The Energy Coalition New York opposes the extension for five additional years of the Temporary State Energy and Utility Service Conservation Assessment, as contained in Part N of S.2608/ A.3008, the Transportation, Economic Development and Environmental Conservation (“TED”) Article VII bill, which is part of the Governor’s 2013-14 Executive Budget submission.
 

Energy Coalition New York consists of New York State’s major gas and electric utility companies – Central Hudson Gas & Electric Corporation, Consolidated Edison Inc., National Fuel Gas Distribution Corporation, National Grid, New York State Electric & Gas Corporation, and Rochester Gas & Electric Corporation. Coalition companies collectively employ more than 32,000 people, service more than 8.5 million customers, and pay more than $3 billion in state and local taxes, assessments and fees. The member companies annually invest billions of dollars to make capital improvements to the electric and natural gas infrastructure located in New York State.


This legislation increases customer energy bills. The Section 18-A assessment is a regressive tax which is applied to a necessary service. As energy costs increase, the revenue produced by this assessment increases. 
 

Chapter 59 of the Laws of 2009 increased the Section 18-A assessment on energy utilities from 0.3% of gross intra-state revenues to 2 %. This assessment should be limited to funding the costs and expenses incurred by the Public Service Commission. No monies should be directed to the general fund or other uses.
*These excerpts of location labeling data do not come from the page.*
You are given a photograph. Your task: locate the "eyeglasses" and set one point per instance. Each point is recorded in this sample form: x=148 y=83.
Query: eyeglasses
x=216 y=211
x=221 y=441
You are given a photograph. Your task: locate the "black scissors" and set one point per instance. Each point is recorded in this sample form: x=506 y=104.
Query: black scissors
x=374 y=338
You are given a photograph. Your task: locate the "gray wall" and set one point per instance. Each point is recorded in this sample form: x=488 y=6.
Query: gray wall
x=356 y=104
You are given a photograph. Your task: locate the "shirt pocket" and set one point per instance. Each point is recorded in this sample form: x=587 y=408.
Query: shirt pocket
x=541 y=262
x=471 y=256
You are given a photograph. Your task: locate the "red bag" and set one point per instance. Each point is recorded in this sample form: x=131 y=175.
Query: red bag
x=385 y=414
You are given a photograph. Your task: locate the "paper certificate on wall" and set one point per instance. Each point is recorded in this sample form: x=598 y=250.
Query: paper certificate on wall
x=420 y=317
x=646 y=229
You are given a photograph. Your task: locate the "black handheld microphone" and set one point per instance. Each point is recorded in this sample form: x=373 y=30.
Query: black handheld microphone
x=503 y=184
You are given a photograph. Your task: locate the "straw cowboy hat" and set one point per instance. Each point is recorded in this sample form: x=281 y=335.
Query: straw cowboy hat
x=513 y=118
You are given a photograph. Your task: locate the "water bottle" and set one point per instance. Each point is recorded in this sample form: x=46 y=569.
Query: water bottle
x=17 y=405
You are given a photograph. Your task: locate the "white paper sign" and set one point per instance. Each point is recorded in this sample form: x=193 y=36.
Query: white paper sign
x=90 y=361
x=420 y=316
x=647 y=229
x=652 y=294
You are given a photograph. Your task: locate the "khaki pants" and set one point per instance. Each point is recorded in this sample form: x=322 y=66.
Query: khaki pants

The Section 18-A assessment is scheduled to expire on March 31, 2014 and this legislation extends it for five years until March 31, 2019. Not only should the Section 18-a assessment not be extended, as provided in this budget bill, but the base assessment should be returned to 0.3%.


The Section 18-A assessment not only hurts residential customers, it is also a significant cost for commercial and industrial consumers that are economic engines for New York State.

 
The Public Policy Institute of New York State produced a report entitled “Short-Circuiting New York’s Recovery” which found that 26.68% of electric bills support state and local taxes and fees. The Section 18-A assessment is one of a growing number of mandated charges including the System Benefit Charge, the Renewable Portfolio Charge, and the RGGI CO2 cost allowances.
 

The Section 18-A assessment is particularly burdensome when it is applied in future years because of the investment required to harden and improve the utility infrastructure. Customers should not have to layer the consequences of Superstorm Sandy onto an assessment directed to the general fund.

 
Based on the foregoing, Energy Coalition New York respectfully requests that repeal of this provision be deleted from the subject legislation.